Investigating OpenShift CSR Issues

Solution Verified - Updated -

Environment

  • Red Hat OpenShift 3

Issue

  • During an OCP 3.10+ installation, upgrade, or scaleup a certificate approval failure has occurred
  • "Cound not find csr for nodes" when installing Openshift 3.11

Resolution

  1. Ensure that all pending CSRs are approved

    oc get csr -o name | xargs oc adm certificate approve
    
  2. Ensure that atomic-openshift-node service is running on all relevant nodes

    systemctl status atomic-openshift-node
    
  3. Ensure that the API server can proxy a request to the node's kubelet

    oc get --raw /api/v1/nodes/${NAME}/proxy/healthz
    /// alternative to check all
    for i in $(oc get nodes --no-headers -o=custom-columns=NAME:.metadata.name); do printf "${i}\n"; oc get --raw /api/v1/nodes/${i}/proxy/healthz ; printf "\n"; done;
    

Diagnostic Steps

  1. Review the journal of atomic-openshift-node for errors

  2. Determine the status of node's client and server certificates

    # ls -la /etc/origin/node/certificates/
    -rw-------. 1 root root 1167 Nov  5 14:40 kubelet-client-2018-11-05-14-40-27.pem
    lrwxrwxrwx. 1 root root   68 Nov  5 14:40 kubelet-client-current.pem -> /etc/origin/node/certificates/kubelet-client-2018-11-05-14-40-27.pem
    -rw-------. 1 root root 1366 Nov  5 14:40 kubelet-server-2018-11-05-14-40-31.pem
    lrwxrwxrwx. 1 root root   68 Nov  5 14:40 kubelet-server-current.pem -> /etc/origin/node/certificates/kubelet-server-2018-11-05-14-40-31.pem
    
  3. If either kubelet-client-current.pem or kubelet-server-current.pem symlinks are missing check for pending CSRs, if necessary review them and approve them

    oc get csr
    oc adm certificate approve csr-ABCDEF
    
  4. If both kubelet-client-current.pem and kubelet-server-current.pem symlinks are present it's likely that the check that proxies a request to the node's kubelet has failed due to external factors, the following command should indicate why that has failed.
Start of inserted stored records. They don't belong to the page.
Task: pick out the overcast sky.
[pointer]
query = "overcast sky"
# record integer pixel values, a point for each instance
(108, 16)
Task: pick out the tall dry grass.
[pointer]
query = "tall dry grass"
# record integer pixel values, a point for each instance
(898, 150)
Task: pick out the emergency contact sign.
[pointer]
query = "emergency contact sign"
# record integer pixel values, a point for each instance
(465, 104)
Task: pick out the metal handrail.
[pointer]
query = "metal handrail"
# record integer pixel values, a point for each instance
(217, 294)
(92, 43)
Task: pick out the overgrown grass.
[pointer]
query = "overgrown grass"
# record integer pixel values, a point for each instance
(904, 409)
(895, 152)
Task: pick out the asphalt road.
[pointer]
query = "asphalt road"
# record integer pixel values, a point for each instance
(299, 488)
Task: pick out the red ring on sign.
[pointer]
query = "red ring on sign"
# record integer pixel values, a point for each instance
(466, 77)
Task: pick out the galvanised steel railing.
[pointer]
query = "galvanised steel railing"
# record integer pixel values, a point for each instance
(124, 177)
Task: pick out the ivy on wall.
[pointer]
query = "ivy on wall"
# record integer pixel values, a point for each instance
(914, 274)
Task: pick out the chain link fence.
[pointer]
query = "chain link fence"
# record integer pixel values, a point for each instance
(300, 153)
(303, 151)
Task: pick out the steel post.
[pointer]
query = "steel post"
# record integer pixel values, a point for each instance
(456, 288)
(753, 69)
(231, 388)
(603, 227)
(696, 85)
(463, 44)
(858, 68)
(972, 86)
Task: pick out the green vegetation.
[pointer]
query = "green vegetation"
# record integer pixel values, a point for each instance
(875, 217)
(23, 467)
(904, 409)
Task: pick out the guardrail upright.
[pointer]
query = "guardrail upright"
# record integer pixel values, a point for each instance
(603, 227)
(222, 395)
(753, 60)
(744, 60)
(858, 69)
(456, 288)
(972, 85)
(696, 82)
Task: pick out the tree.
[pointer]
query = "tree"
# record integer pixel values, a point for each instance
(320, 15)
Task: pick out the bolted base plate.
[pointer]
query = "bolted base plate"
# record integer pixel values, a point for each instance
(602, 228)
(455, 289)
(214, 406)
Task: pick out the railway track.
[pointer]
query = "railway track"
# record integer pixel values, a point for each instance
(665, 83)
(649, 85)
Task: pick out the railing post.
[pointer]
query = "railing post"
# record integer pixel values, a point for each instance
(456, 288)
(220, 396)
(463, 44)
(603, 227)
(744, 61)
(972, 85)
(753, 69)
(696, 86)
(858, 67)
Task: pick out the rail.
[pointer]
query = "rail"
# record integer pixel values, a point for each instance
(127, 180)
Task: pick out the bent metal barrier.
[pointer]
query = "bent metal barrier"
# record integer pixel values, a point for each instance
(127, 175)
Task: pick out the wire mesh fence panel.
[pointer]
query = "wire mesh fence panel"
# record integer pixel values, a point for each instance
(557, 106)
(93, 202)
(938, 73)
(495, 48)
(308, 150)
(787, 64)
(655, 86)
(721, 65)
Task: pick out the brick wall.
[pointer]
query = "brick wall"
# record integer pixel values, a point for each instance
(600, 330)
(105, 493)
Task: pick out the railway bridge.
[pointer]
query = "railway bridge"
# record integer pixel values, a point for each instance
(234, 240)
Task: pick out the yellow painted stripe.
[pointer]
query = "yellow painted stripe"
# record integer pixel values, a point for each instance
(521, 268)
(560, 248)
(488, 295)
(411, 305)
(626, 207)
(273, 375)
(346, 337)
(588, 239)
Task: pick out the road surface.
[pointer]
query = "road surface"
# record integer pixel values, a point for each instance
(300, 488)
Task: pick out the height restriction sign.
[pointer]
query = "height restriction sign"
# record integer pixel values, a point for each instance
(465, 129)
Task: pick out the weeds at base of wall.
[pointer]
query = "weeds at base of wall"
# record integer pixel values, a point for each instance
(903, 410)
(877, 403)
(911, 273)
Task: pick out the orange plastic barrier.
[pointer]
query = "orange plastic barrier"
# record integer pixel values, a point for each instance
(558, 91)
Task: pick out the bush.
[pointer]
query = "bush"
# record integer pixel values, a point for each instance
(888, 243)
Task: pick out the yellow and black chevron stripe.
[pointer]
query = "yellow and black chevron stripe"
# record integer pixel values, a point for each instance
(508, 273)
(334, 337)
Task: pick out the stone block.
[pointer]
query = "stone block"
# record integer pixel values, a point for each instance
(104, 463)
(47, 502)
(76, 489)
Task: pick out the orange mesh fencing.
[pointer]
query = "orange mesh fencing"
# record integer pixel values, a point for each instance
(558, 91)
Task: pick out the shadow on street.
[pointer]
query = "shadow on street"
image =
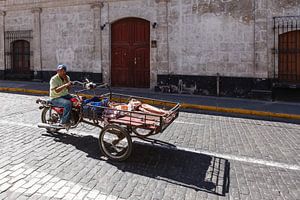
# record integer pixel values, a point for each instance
(188, 169)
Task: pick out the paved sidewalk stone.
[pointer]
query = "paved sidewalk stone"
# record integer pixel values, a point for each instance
(39, 165)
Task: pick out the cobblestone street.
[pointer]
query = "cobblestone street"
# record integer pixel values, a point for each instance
(200, 157)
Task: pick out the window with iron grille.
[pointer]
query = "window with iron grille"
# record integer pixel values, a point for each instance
(287, 49)
(17, 51)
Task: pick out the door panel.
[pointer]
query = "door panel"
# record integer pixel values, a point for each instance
(121, 68)
(132, 70)
(21, 57)
(289, 57)
(141, 62)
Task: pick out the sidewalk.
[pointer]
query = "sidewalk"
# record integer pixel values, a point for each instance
(276, 109)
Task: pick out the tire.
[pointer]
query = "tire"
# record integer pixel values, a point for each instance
(47, 119)
(115, 142)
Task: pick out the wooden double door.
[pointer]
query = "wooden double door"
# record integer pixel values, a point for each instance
(21, 57)
(130, 53)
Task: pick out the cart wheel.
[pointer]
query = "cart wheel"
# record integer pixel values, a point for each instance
(142, 132)
(48, 117)
(115, 142)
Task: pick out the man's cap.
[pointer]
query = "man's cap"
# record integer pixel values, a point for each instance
(62, 66)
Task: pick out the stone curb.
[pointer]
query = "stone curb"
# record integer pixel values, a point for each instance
(185, 105)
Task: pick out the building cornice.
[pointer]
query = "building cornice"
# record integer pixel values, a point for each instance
(36, 10)
(49, 4)
(162, 1)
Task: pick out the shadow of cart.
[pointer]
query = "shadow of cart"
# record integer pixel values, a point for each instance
(164, 162)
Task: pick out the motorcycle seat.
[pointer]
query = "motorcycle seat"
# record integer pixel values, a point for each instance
(44, 101)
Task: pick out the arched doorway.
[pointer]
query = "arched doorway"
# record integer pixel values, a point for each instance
(130, 53)
(289, 57)
(20, 59)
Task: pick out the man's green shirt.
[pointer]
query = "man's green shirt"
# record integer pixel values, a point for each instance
(56, 81)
    oc get --loglevel=9 --raw /api/v1/nodes/${NAME}/proxy/healthz
    
  5. Review the apiserver logs for indications of failure

    /usr/local/bin/master-logs api api
    
  6. Increase the logging verbosity of ansible and gather logs by adding '-vvv' and using 'tee' to save to a log and display on the console.

    ansible-playbook -i INVENTORY PLAYBOOK_PATH  -vvv | tee ~/ansible.log
    

This solution is part of Red Hat’s fast-track publication program, providing a huge library of solutions that Red Hat engineers have created while supporting our customers. To give you the knowledge you need the instant it becomes available, these articles may be presented in a raw and unedited form.

1 Comments

I was facing an issue where the atomic-openshift-node on a infra node was getting stuck at "csr for this node is still valid" . Approving the CSR solved the problem. It was hard to debug though because the infra node names does not appears in the listing of "oc get csr". Instead, it's shown as "system:serviceaccount:openshift-infra:node-bootstrapper".